I don't really think the cost scaling is what holds you back from spamming districts. I mean, generally speaking, you want Commercial Hub in every city for the TR and you want Industrial in most cities for the overlapping production bonuses. Beyond that, even if the cost to build never changed, all the rest are pretty situational. I don't really mind some cost scaling - the increase by eras is heavy-handed and encourages "queuing" but that's more because the game doesn't have production decay and has cost snapshotting, two features which probably should be patched out. But basically, you're going to want Harbors in all your coastal cities regardless of whether they take 10 or 20 turns to complete, because TRs are that strong. You're going to want some Holy Sites if you're playing a Religion focused game. You'll want some Entertainment Districts if you're amenity constrained and not at all if you aren't. You'll want Theatre Districts if you're going for a culture game and not at all if you aren't. You're only going to want a Campus or two because even managed optimally, Science outstrips Production. Encampments are primarily good for later era Army building and the production bonus they give to TR, and because of that last fact, might be the district most likely to be spammed if the costs are static and not built much if they're dynamically increasing. Neighborhoods and Aqueducts are like Entertainment - useful to relax constraints but certainly not every city, every game builds.
Not for nothing, but it doesn't help that many of the best modifiers come simply from building the district, rather than a building nor that the buildings themselves are supposed to be mitigated by their maintenance cost but gold is so easy to get that it is irrelevant.

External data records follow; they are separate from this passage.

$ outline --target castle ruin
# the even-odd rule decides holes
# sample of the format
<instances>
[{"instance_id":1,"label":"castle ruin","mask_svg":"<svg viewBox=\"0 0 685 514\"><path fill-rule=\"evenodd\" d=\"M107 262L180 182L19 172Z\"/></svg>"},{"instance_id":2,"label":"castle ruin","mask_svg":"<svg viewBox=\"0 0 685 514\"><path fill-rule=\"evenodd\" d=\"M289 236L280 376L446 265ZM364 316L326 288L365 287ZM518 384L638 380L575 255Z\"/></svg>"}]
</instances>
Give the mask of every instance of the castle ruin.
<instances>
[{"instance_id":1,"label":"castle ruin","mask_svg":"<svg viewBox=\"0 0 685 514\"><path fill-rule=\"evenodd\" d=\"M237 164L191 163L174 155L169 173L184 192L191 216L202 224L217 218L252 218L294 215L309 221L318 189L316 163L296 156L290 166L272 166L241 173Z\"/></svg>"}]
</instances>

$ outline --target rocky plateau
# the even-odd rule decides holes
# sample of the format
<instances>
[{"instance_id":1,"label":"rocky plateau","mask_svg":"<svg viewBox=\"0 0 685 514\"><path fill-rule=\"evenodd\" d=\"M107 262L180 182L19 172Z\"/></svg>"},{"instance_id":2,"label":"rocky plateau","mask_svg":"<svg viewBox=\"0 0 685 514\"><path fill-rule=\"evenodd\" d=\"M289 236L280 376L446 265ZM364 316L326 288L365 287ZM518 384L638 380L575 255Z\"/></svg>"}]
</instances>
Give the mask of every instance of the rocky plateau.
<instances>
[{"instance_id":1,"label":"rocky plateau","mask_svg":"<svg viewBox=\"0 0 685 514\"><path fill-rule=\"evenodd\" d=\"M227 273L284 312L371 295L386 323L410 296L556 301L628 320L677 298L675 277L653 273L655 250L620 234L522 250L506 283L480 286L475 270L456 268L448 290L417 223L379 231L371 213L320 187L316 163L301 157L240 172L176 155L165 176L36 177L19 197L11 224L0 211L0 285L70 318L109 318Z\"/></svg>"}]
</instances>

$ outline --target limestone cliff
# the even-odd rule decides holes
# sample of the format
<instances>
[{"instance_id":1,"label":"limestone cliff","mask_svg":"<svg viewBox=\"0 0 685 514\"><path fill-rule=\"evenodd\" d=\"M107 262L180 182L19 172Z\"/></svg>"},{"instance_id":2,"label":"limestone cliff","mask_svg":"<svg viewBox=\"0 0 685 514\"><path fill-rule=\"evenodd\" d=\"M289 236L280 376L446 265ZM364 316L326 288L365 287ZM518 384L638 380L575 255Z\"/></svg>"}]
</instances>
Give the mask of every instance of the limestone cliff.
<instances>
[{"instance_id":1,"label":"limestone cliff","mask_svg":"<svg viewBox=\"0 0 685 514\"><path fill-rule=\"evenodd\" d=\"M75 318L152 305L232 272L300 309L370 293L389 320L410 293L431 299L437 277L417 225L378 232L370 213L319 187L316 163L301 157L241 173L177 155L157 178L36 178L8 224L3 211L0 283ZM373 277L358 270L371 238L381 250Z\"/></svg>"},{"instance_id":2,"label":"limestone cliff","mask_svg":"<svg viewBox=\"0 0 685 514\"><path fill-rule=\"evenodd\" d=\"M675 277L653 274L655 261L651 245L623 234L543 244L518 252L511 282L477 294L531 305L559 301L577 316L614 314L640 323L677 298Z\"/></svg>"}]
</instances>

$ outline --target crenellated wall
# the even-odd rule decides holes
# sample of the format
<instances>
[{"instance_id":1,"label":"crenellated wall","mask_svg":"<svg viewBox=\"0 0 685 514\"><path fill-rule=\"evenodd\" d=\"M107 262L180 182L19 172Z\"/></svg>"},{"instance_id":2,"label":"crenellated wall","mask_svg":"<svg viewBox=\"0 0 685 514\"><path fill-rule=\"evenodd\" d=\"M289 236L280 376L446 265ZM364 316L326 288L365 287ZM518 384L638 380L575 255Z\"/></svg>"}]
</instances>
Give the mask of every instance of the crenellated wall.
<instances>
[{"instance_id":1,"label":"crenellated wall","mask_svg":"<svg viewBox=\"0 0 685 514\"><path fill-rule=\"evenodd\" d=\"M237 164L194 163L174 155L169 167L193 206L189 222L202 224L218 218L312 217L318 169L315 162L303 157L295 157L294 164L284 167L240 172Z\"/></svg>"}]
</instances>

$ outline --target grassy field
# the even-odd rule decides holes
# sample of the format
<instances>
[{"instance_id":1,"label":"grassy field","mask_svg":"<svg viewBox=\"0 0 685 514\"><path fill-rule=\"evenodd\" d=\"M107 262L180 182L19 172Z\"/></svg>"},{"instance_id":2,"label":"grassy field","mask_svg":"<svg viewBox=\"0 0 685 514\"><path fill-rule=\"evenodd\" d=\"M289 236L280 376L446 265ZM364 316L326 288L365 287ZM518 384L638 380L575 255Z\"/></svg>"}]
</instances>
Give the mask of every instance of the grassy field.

I guess to me the best way to balance the districts is 1. To make the choice of district vs tile improvement meaningful. Obviously a well-developed district should always be better than a tile improvement but the cost needs to be sufficient to make you think about payback horizons. 2. Make building units more valuable by making upgrades much more cost-prohibitive, making it a real decision whether to constantly upgrade your units rather than building new ones. 3. Making wonders slightly better across the board and have less restrictive building scenarios.
I don't have the game solved by any means but the game right now basically for the first 100 or so turns, you mostly build units, settlers, workers then you switch to getting your TR steroids going by getting the right districts built and building traders. Then you accelerate to your win condition. Assuming not using unit selling exploits, there's little incentive to build anything more than the occasional unit from there because your ancient and classical army just trivially upgrades for the rest of the game. Likewise, other than an early holy site if you're pursuing religion (dubious as a strategic choice in a non-religious victory game given how much the AI prioritizes spreading theirs hither and yon) there's little reason to build any districts until you've gotten yourself to that t100-ish point.
Anyway, the TL:DR here is that the costs are only one piece of the puzzle that's lacking. I think some slight boosts to tile yields, probably at various techs in the tree; a slight easing of the district increase costs, probably by making the curve steeper - ending in the same place it does now but starting a fair bit lower; a tweak to the availability of gold, between TR yields, unit selling and AI manipulation; and a moderate rebalance pass on the wonders. Those things together probably mean you're making a lot more interesting decisions about what to do with your cities. I suspect this will become more apparent in a month or so when the T-hawk types figure out whatever the optimal city layout is - I'm almost certain there is something approaching one in the current state of the game.